[During the summer of 1893 McBride, at the age of 20, worked as a cow puncher in Southern Colorado and Northern New Mexico. He was much impressed with the sort of men he met in that part of the country, and gives this account:]
All of these men had grown up in the West and had lived through the various “wars” and ructions which flared up every now and then, all the way from Texas to the Black Hills. They all bore the scars of combat but the very fact that they had survived was, to my notion, the best evidence that they were good. Those were the days of the survival of the fittest, especially in the case of men who, like all those mentioned, had occupied positions as legal guardians of the peace, all along the border.
From these men I learned many things, the most important of which was the point which they all insisted was absolutely vital: the ability to control one’s own nerves and passions – in other words, never to get excited.
I had the opportunity to see a couple of them in action during some disturbances which came up during the Fourth of July celebration and never will forget that, while armed, they never even made a motion toward a gun: they simply walked up to the belligerent and half drunken “bad men” and disarmed them and then walked them off to the calabozo to cool off. Yes, I learned a lot from those men. That they could shoot, both quickly and accurately, but the thing that enabled them to live to a ripe middle age was not so much due to that accomplishment as to the fact that they were abundantly supplied with that commodity commonly called “guts.” That was the point, above all others, that impressed me and remained with me after I had returned to the East; and, ever since, I have tried to live up to the standard of those pioneers of the shooting game.
In 1987 Jeff Cooper (1920-2006) had this to say about Herbert W. McBride in the prologue to a reprint of the book:
As a young marine I read McBride carefully and enthusiatically, and I learned more about my business from his work than from any other single source.
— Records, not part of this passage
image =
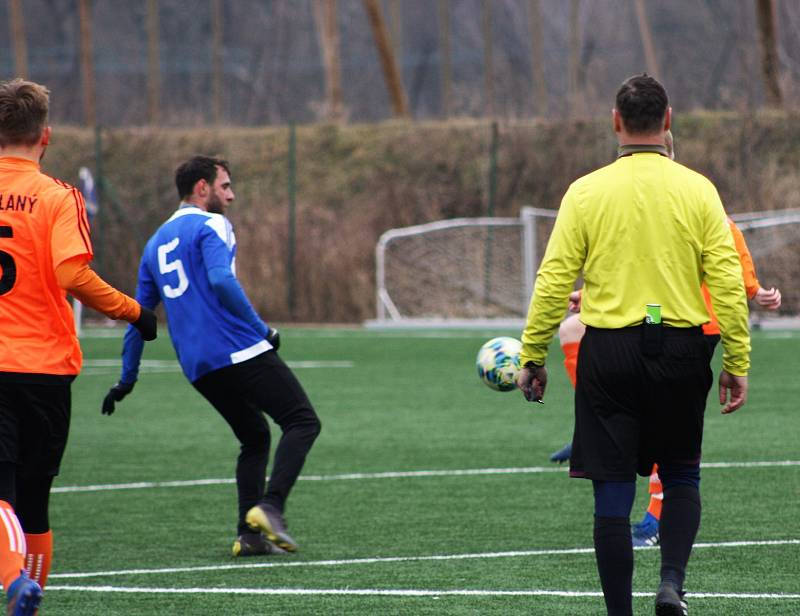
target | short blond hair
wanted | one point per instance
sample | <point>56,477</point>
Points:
<point>24,106</point>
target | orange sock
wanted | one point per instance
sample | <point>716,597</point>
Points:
<point>12,545</point>
<point>656,494</point>
<point>571,360</point>
<point>39,556</point>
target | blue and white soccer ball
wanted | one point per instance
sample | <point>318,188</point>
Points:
<point>498,363</point>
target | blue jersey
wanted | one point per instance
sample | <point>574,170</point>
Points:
<point>175,270</point>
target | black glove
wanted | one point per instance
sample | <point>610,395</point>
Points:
<point>147,324</point>
<point>116,394</point>
<point>274,338</point>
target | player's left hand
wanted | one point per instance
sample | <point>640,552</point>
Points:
<point>771,300</point>
<point>147,324</point>
<point>732,391</point>
<point>274,338</point>
<point>115,394</point>
<point>532,381</point>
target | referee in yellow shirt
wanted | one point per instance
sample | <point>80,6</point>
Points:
<point>643,230</point>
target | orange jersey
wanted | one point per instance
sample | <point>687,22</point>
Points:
<point>42,224</point>
<point>751,284</point>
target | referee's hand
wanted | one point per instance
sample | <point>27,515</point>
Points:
<point>532,382</point>
<point>732,391</point>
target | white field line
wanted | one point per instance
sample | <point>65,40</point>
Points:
<point>388,592</point>
<point>531,470</point>
<point>281,564</point>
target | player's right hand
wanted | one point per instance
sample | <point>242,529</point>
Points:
<point>732,391</point>
<point>147,324</point>
<point>532,381</point>
<point>116,394</point>
<point>274,338</point>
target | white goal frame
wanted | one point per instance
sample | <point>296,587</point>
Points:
<point>389,316</point>
<point>386,309</point>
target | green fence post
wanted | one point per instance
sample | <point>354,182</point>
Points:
<point>99,188</point>
<point>292,193</point>
<point>487,269</point>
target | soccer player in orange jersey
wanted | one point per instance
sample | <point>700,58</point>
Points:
<point>44,254</point>
<point>571,331</point>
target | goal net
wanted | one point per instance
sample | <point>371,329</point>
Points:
<point>480,271</point>
<point>466,271</point>
<point>773,238</point>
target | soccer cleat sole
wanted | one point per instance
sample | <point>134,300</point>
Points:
<point>256,519</point>
<point>670,609</point>
<point>670,603</point>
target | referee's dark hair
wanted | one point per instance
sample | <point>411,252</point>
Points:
<point>642,102</point>
<point>196,169</point>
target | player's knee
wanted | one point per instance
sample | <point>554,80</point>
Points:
<point>310,425</point>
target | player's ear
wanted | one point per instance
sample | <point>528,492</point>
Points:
<point>616,118</point>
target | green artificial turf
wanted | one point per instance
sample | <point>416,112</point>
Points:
<point>369,520</point>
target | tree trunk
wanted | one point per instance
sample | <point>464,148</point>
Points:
<point>87,64</point>
<point>575,103</point>
<point>328,30</point>
<point>216,60</point>
<point>153,64</point>
<point>537,58</point>
<point>388,62</point>
<point>19,43</point>
<point>765,11</point>
<point>488,61</point>
<point>446,61</point>
<point>647,39</point>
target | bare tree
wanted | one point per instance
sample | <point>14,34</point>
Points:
<point>446,62</point>
<point>765,11</point>
<point>87,63</point>
<point>388,62</point>
<point>153,64</point>
<point>488,61</point>
<point>396,21</point>
<point>647,39</point>
<point>17,25</point>
<point>328,30</point>
<point>574,57</point>
<point>217,24</point>
<point>537,57</point>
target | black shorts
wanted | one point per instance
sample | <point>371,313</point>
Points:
<point>241,393</point>
<point>632,410</point>
<point>34,424</point>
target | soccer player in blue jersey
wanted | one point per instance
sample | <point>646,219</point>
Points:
<point>225,350</point>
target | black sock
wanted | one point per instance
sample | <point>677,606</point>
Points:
<point>614,553</point>
<point>680,519</point>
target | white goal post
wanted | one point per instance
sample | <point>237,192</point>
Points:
<point>479,272</point>
<point>462,271</point>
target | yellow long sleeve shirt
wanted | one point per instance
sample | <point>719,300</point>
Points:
<point>642,230</point>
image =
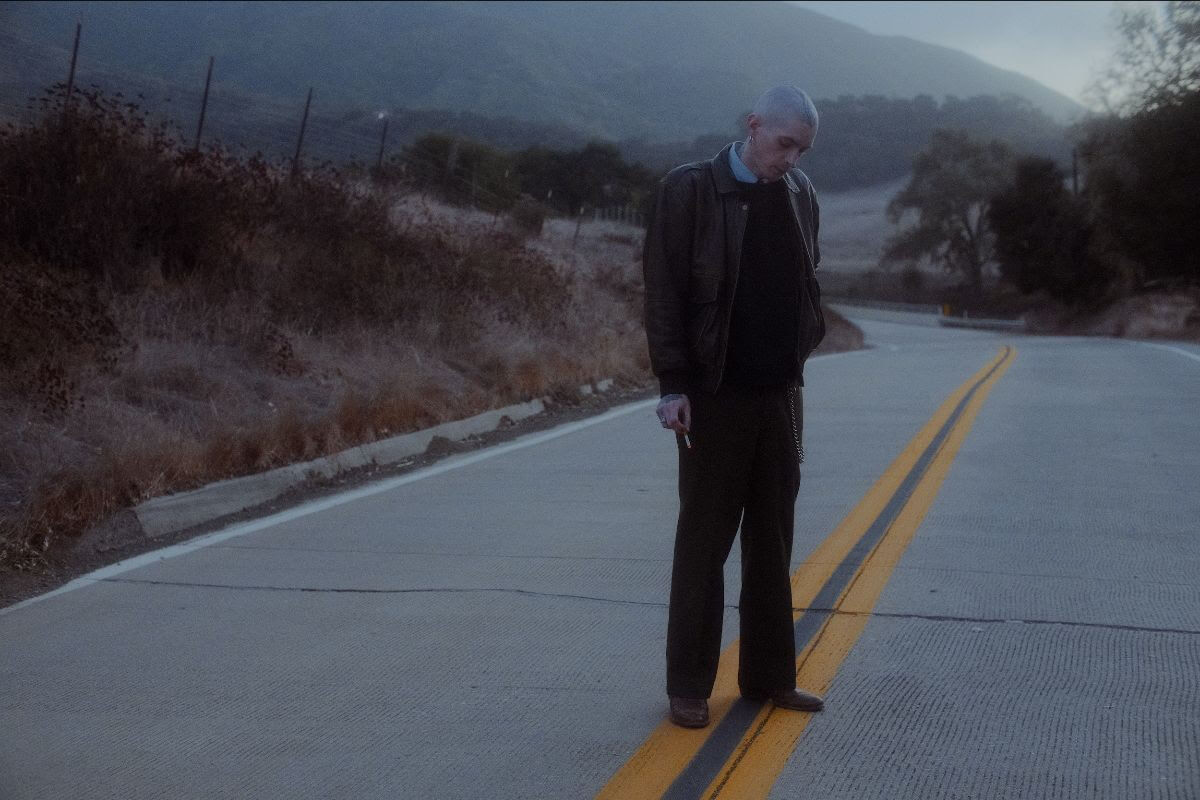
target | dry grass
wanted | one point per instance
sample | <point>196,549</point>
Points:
<point>177,386</point>
<point>191,317</point>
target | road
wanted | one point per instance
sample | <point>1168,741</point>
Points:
<point>997,588</point>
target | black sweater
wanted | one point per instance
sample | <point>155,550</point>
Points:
<point>765,324</point>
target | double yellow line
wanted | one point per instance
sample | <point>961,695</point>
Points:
<point>745,746</point>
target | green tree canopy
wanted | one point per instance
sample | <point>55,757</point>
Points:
<point>1043,235</point>
<point>952,185</point>
<point>1157,62</point>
I hope it is not true that I got all my ideas about fighting from him, as has been suggested, but I certainly got of lot of them.
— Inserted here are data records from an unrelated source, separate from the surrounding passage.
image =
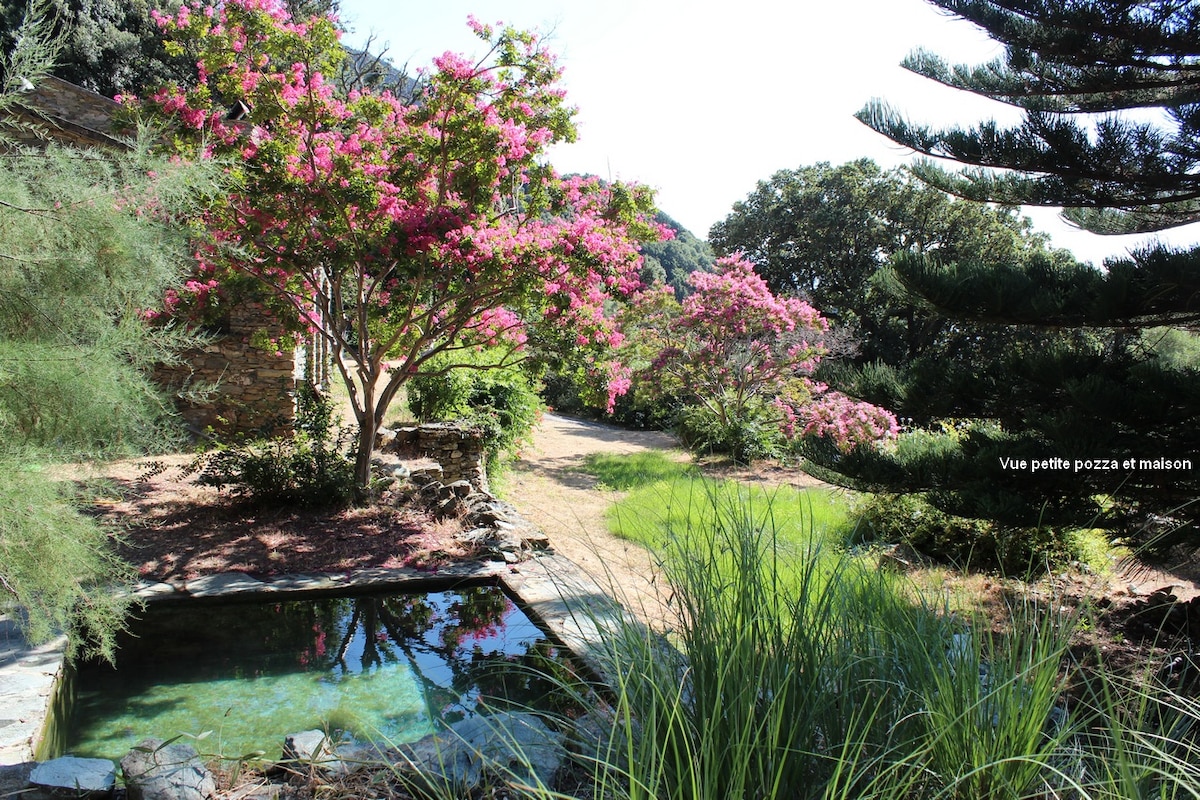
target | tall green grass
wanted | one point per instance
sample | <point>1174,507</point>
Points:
<point>797,671</point>
<point>665,497</point>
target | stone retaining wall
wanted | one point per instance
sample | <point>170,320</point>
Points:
<point>457,447</point>
<point>243,386</point>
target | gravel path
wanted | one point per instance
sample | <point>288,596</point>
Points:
<point>547,486</point>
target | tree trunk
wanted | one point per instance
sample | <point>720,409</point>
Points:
<point>367,428</point>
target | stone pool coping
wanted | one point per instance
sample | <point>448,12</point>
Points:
<point>550,588</point>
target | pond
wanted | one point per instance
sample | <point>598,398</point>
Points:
<point>381,667</point>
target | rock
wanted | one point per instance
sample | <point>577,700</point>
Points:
<point>316,749</point>
<point>76,777</point>
<point>502,749</point>
<point>595,738</point>
<point>155,770</point>
<point>225,583</point>
<point>426,475</point>
<point>900,557</point>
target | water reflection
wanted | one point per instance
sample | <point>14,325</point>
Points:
<point>377,666</point>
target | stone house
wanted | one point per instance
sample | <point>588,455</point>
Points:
<point>234,384</point>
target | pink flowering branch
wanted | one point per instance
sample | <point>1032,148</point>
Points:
<point>397,232</point>
<point>736,349</point>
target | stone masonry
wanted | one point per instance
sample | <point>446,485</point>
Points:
<point>459,449</point>
<point>238,383</point>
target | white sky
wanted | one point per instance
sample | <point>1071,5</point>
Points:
<point>701,100</point>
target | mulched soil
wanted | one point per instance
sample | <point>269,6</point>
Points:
<point>175,530</point>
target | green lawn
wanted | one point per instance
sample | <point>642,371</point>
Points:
<point>666,495</point>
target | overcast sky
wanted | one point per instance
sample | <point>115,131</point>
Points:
<point>702,100</point>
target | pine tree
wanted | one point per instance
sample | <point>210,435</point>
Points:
<point>1108,398</point>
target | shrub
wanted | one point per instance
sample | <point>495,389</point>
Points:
<point>59,564</point>
<point>747,438</point>
<point>501,401</point>
<point>965,542</point>
<point>312,468</point>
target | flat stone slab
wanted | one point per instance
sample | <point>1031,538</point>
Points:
<point>225,584</point>
<point>82,775</point>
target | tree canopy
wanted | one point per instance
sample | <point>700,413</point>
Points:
<point>1097,426</point>
<point>400,230</point>
<point>829,233</point>
<point>85,247</point>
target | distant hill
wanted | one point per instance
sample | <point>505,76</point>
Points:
<point>671,262</point>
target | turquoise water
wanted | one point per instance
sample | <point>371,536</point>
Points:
<point>235,678</point>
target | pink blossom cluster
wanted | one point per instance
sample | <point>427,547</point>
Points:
<point>408,222</point>
<point>736,348</point>
<point>846,421</point>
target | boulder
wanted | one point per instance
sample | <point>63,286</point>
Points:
<point>76,777</point>
<point>155,770</point>
<point>315,749</point>
<point>509,747</point>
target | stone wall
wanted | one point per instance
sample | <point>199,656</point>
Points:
<point>237,383</point>
<point>69,114</point>
<point>457,447</point>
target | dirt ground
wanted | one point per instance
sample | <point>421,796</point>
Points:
<point>175,530</point>
<point>547,486</point>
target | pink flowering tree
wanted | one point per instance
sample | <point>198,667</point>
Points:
<point>742,360</point>
<point>399,230</point>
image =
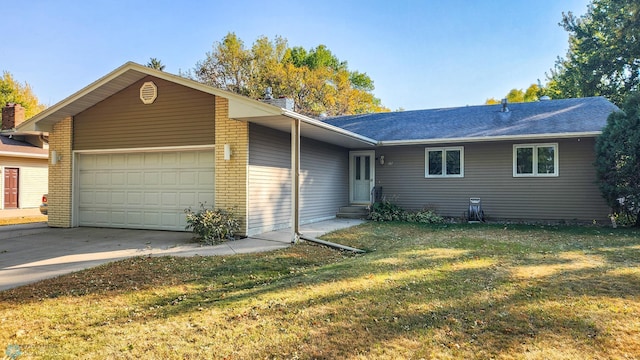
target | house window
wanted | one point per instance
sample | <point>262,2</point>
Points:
<point>535,160</point>
<point>444,162</point>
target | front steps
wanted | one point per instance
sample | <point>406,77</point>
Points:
<point>353,212</point>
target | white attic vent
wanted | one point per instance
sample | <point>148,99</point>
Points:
<point>148,92</point>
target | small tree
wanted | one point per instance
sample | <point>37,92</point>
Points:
<point>618,160</point>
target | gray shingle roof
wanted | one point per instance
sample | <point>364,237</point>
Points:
<point>486,121</point>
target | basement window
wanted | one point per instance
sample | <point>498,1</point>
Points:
<point>444,162</point>
<point>535,160</point>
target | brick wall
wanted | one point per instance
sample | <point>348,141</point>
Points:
<point>231,175</point>
<point>60,140</point>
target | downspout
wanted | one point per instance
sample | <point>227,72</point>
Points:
<point>295,180</point>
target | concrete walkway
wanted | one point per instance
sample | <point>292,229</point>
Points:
<point>32,252</point>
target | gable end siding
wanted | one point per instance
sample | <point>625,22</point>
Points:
<point>179,116</point>
<point>488,174</point>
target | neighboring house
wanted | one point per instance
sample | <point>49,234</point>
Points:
<point>138,146</point>
<point>23,162</point>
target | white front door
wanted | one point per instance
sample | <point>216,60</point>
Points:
<point>362,176</point>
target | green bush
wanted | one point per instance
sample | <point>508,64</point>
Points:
<point>212,226</point>
<point>388,211</point>
<point>425,216</point>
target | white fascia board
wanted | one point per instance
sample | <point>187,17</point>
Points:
<point>320,124</point>
<point>490,138</point>
<point>24,155</point>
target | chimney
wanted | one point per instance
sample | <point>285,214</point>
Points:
<point>504,105</point>
<point>12,116</point>
<point>282,102</point>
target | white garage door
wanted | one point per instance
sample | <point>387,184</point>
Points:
<point>143,190</point>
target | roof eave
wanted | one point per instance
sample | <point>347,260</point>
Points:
<point>360,138</point>
<point>491,138</point>
<point>24,155</point>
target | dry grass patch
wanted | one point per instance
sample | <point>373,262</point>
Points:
<point>444,292</point>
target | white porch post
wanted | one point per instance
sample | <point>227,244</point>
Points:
<point>295,180</point>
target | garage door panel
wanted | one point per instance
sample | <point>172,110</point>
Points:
<point>143,190</point>
<point>151,178</point>
<point>118,198</point>
<point>169,178</point>
<point>118,178</point>
<point>206,198</point>
<point>103,162</point>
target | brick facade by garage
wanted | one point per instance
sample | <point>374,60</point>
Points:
<point>60,174</point>
<point>231,175</point>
Times change, and weapons change, and the human spirit seems to lose its luster, but there will always be stout-hearted men on whom Herbert McBride’s story will not be wasted!
Here it is. Amen!
Herbert W. McBride was a Captain in the Indiana National Guard just before he died in 1933. His father, Judge Robert W. McBride had been a judge on the Indiana Supreme Court. McBride’s book is considered one of the best first-person accounts of World War I. McBride’s life was a mixture of honor and valor interspersed with personal failings common to many then and now. He notes in his book that by the end of 1916 he felt in his heart “the game was over,” and a series of alcoholic binges resulted in his court martial and dismissal from the Canadian Expeditionary Force in February 1917. He then joined the United States Army’s 38th Division where he served as a sniper until Armistice day. When the Small Arms Firing School was organized at Camp Perry in May, 1918, he was one of the first instructors. After the war, he apparently got his alcoholism under control and worked in the lumber industry in Oregon for most of his later years. He died in Indianapolis of a heart attack on March 17, 1933, shortly after finishing “A Rifleman Went To War.” His alcoholic binges aside, when he was not so incapacitated he served honorably and with valor for
both his native Canada and his adopted [correction: McBride was born in Waterloo, Indiana October 15, 1873] U.S.A. Captain McBride’s obituary from the May, 1933 American Rifleman, is here. He lies at rest today in a family plot at the Crown Hill Cemetery of Indianapolis.